What I liked about the original Fallout franchise was the slow build before getting to explore the world. The show was always meant to explore these harsh realities of survival, and later, the uncomfortable realization that the Vaults were horrible places too. There’s a complexity here about the deterioration of the human condition that feels lost in those first few episodes: the realization that nothing is safe and humanity is kind of terrible, which is the heart of Fallout that I think the show lacks until it picks up in the later half of the season. 

If Prime were to release this weekly, I highly suspect people would have also wanted to drop off on watching the show. Especially, as the writing felt very formulaic in its early episodes, which focused on the quest going from points A to B and was littered with some rather bombastic moments. I thought that the show focused a bit too much on its extremes at first, like the need to depict a battle with a big bullet gun or the quest to take a severed head forward for the sake of… the shock of traveling with a severed head. 

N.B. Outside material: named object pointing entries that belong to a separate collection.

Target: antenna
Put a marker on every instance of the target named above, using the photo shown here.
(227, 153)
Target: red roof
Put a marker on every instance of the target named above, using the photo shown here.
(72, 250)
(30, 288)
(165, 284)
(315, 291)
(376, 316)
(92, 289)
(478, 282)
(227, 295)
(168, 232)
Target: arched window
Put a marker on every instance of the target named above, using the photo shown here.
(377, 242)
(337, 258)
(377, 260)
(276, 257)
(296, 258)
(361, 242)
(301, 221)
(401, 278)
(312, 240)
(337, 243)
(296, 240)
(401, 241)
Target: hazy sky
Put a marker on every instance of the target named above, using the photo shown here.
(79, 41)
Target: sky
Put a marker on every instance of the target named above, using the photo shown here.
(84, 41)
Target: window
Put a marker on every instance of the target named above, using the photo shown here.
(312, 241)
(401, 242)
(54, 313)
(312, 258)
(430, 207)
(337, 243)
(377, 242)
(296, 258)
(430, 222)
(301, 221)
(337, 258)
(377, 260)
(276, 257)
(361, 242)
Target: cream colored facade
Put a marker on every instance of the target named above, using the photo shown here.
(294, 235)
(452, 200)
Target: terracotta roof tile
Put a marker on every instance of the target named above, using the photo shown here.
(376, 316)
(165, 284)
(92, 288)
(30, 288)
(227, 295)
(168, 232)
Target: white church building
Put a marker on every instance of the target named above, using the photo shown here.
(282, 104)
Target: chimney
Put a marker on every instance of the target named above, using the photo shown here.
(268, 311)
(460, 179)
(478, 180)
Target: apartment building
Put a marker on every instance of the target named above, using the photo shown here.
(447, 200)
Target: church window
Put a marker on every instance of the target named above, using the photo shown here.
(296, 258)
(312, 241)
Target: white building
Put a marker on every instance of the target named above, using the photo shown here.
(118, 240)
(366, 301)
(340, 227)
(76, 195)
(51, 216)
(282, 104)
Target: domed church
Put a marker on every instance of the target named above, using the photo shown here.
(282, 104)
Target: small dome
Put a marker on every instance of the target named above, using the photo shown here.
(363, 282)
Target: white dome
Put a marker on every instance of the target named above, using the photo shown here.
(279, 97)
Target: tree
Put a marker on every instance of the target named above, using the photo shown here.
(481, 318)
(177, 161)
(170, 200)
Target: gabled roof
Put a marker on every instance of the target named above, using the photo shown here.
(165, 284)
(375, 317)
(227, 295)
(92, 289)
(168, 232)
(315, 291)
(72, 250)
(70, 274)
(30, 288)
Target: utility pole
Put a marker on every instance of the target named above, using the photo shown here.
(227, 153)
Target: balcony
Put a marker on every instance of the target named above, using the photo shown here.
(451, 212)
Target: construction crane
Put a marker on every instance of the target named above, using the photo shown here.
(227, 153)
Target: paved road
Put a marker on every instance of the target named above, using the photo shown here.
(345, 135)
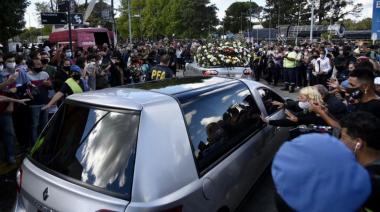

Now in its defense, the Prime adaptation of Fallout does great things from the beginning. The worldbuilding featured in the series is accessible to anyone who’s never played the games. The look and feel of the shanties and impoverished towns are pretty great in their depiction, as do the worship of power armor amongst the brotherhood. Likewise, the soundtrack taken directly from Fallout fits the mood and for a masterclass in world-building, Fallout does its job well.

The issue I have then is with the characters, which is something that Fallout was never great at to begin with. I genuinely think Prime also saw this problem as well, because most of the lead characters start off as kind of unlikable with less-than-tasteful origins except for Walton Goggins’ character, The Ghoul. 

Lucy’s story starts so utterly bombastic that her desire to find her father lacks a sort of sentimentality, as the issue only feels like it impacts Lucy. And no one else in the Vault seems to care her Overseer father is gone (mostly due to wanting power themselves). Then of course you have Maximus’ desire for power armor, in a storyline where it’s left ambiguous as to whether or not he even is a good person, or is just a cowardly opportunist. 

Part of this strange setup problem is that the games almost always start the same: a hero has a basic request to fix something and so has to leave their respective vault and venture out into the wasteland. It’s never been a great game in finding good character motivation, though it does shine when exploring the nature of their universe: how these characters act when conflicted with messed-up realities.

Much like an entertaining Mad Max film (which was a heavy inspiration for the series), Fallout is all about the character journeying off in any direction to explore the twisted wastelands, and more importantly, seeing all the many ways humanity fucked up society. For that reason, Fallout is best experienced as a video game. One that feels like a modern commentary on the stupidity of our times. It is something the Fallout TV series does a great job of depicting episodes 4 onward. It just takes a while to get there.

But I wonder if audiences would have felt differently had it taken weeks to get there. Because I was genuinely about to stop watching by episode 3. 

1 COMMENT

  1. they were released all at once because it was an amazon show. amazon releases all of their first seasons at once, and then subsequent seasons are weekly (usually after a three episode premier).